The performance was attended by the president of Italy, five heads of state and countless members of the glitterati, a total audience in La Scala of 2,200.

That number was multiplied by a thousand with simultaneous broadcasts all over Italy, France and Germany, with screenings of the event in cinema chains and theatres.

As he was leaving Herefordshire for Milan earlier in the year to prepare for the role, nerves were the last thing on Ian's mind, and he has worked up to nine hours a day learning one of the biggest parts in opera as well as doing hours more in the gym to get in physical shape for playing Tristan.

"I got nervous on the morning of the opening night," he admits. "But then I reasoned that I had done all the work. I have got to the point where I can do this'," I thought.

"As the opera opens I am standing on stage reading a book and I did feel a tremor in my hands for a minute. I gave myself a talking-to and after about three or four sentences I realised I wasn't nervous at all," he recalls.

"Though I did have to stop myself thinking that there were two million people watching."

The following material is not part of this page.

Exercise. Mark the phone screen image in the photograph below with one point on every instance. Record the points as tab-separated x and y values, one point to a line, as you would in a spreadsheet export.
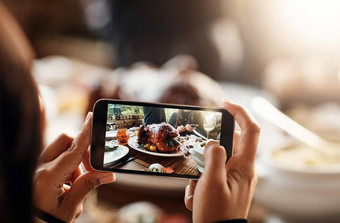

Ian won the role of Tristan after what he described as "the shortest audition in history", with Daniel Barenboim almost immediately declaring that he had found his Tristan - and Ian was soon on his way to Milan to study a part he had never sung before and didn't know at all, coached by La Scala's head of music, James Vaughan - "He is now my coach and will be my coach until the day I stop singing".

Relationships have been key to Ian's success, which has seen his diary filled until at least 2013, with offers coming in for engagements into 2015. "But I've told them to ring me back in a couple of years," he says.

The working relationships he has developed with conductor Daniel Barenboim, director Patrice Chereau, James Vaughan and Waltraud Meier, his Isolde, have been one of the great joys of the project.

"It is great working with people of this calibre, just incredible. It's been tough, but hugely rewarding."

With the production having attracted "incredible reviews", it has already been announced that it will be revived in Milan in 2009.

The other relationships that have been key to Ian being able to concentrate exclusively on the biggest event of his career have been those with his family.

"I have only seen my wife for four days in the last seven months," he says. "And then when she came out for the opening night, she had a bad cold and had to sleep in another room."

With a performance on Sunday and another on December 28, Ian will only manage to get home for a day and two nights at Christmas, something he's looking forward to: "I love being at home - Milan is not the most beautiful city on the planet."